Production of Specific Anti-E Autoantibodies in Experimental Iso-immune Hæmolytic Anæsmia in Man

Abstract

IN 1961 we reported the results of studies on a case of acute, iso-immune hæmolytic anæmia experimentally induced in a C^wDe/Ce(R₁^wR₁) volunteer transfused with plasma containing exceptional anti-CD antibodies¹. Antibody sensitization of the recipient's erythrocytes was detected by the direct antiglobulin test (Coombs) up to day 133 following the plasma transfusion.

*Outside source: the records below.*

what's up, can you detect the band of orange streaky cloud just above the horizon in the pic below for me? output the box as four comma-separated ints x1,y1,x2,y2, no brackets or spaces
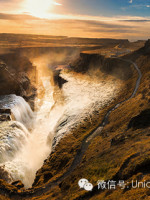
0,13,150,40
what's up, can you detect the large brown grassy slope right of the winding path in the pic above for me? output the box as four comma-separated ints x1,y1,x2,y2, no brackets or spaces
28,41,150,200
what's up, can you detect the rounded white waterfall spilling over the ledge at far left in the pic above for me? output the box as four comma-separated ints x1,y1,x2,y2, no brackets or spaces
0,94,33,163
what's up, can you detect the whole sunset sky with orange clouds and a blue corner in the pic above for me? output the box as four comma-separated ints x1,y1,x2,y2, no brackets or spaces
0,0,150,40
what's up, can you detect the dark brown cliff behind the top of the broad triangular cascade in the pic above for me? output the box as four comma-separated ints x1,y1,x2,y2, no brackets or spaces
69,53,132,80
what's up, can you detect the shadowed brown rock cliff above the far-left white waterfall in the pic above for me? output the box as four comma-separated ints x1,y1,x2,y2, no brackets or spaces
0,54,37,108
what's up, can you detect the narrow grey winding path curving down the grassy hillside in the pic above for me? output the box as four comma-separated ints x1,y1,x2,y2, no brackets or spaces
11,58,142,199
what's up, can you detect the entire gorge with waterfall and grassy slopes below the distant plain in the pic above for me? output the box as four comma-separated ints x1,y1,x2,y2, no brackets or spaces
0,34,150,200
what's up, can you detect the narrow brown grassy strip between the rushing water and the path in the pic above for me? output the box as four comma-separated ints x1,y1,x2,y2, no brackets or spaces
2,56,135,200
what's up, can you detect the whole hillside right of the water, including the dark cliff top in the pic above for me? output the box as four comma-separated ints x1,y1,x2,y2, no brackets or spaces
0,40,150,200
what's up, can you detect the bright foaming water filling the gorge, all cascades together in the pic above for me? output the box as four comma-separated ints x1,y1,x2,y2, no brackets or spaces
0,55,123,188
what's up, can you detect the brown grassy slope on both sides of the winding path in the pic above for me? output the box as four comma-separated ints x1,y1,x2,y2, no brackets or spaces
1,41,150,200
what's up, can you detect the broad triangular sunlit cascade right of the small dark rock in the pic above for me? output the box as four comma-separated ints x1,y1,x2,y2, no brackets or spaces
52,71,122,141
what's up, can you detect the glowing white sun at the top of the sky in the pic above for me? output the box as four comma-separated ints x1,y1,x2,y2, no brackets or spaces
23,0,61,18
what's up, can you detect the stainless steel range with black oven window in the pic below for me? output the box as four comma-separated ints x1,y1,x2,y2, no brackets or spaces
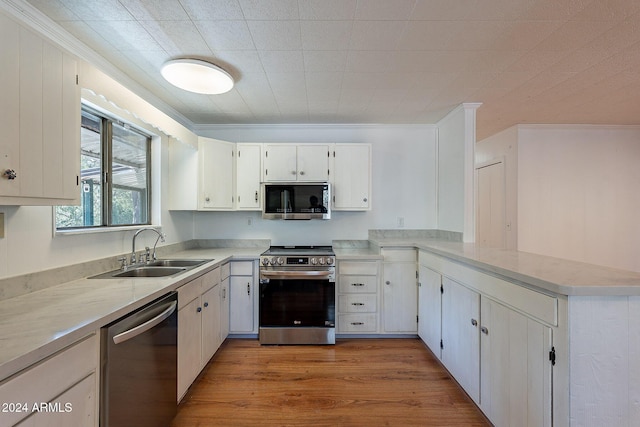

Positive tests for antibody-coated red cells were obtained in the serum + albumin (a mixture of equal parts of human serum and 30 per cent bovine albumin) slide sensitization test through the 98th post-transfusion day. The study of the recipient's post-transfusion serum specimens for free, circulating antibodies in titration procedures employing serum + albumin revealed three distinct periods of antibody activity especially with the cDe/ce(R₀R₀) primary test cells. The first of these appearing between the first hour and the ninth post-transfusion day was interpreted as surplus antibodies remaining from those transfused in the anti-CD plasma, the second between post-transfusion days 14 and 98 as indicative of eluted or released antibodies and the final between days 105 and 140 as possible auto-immune antibodies representing the product of active immunization by the recipient himself. The peak titres of the free, circulating antibodies in the second and third periods of increased antibody activity were definitely higher than those obtained in the first, immediate post-transfusion one. In view of the Rh genotype of the recipient (C^wDe/Ce), the serologic specificity of the transfused antibodies (anti-CD) and the observation that the antibodies in the third peak were reactive against the C and D antigens in the Rh system, no conclusive proof of the auto-antibody nature of these antibodies could be established on the basis of blood group specificity.